Canon's second-generation steel APS compact — 23-46mm zoom, hybrid AF, 1999; ELPH 2 in the Americas
The Canon IXUS II of March 1999 was the direct successor to the original 1996 IXUS, the camera that defined the tiny-steel-zoom APS compact. Sold as the ELPH 2 in the Americas and IXY 320 in Japan, it was billed at launch as the world's smallest fully automatic zoom APS compact, and the IXUS APS family it belonged to was the most successful APS series on the market.
It carries a 23-46mm f/4.2-5.6 2x zoom with two aspherical elements, focused by an active/passive hybrid AF system with a central measuring field. Exposure is automatic with centre-weighted metering, shutter speeds span 2 seconds to 1/800 (1/900 at the tele end), and APS film from ISO 25 to 10000 is read automatically. The zoom viewfinder has dioptre correction, the flash reaches about 3m at ISO 100, and the 87x57x24.5mm body weighs 170g before its CR2 battery.
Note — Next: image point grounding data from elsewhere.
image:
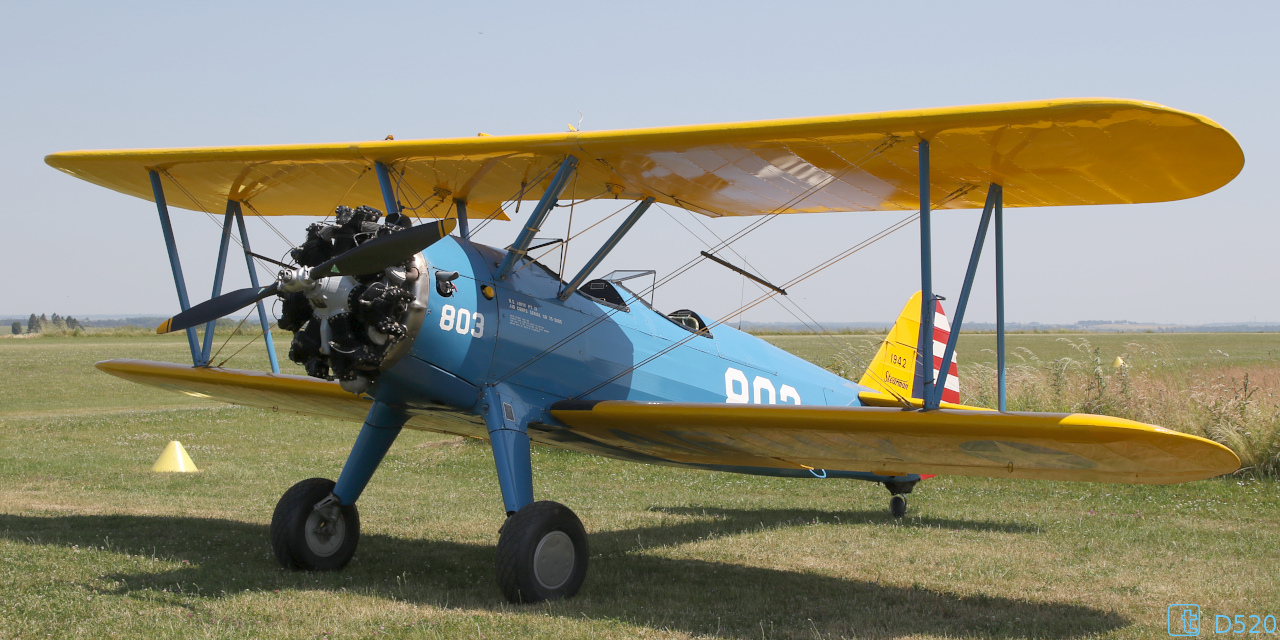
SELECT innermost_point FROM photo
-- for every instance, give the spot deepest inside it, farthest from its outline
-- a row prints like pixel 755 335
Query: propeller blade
pixel 216 307
pixel 384 251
The IXUS II is a pocket jewel for APS collectors and fans of late-90s industrial design; in use it is a simple, fully automatic street and travel compact. The slow zoom leans on flash indoors, and the tiny controls are fiddly, but the all-metal build has aged well compared with plastic rivals.
APS film was discontinued in 2011, so shooting one means expired cartridges and scarce processing — many examples now sell as display pieces, which keeps prices modest. Check power-up on a fresh CR2, flash charge and full closure (a known niggle on the original IXUS), zoom operation, and the film-door mechanism. Note that sellers often mix this up with the 2003 Digital IXUS II digicam.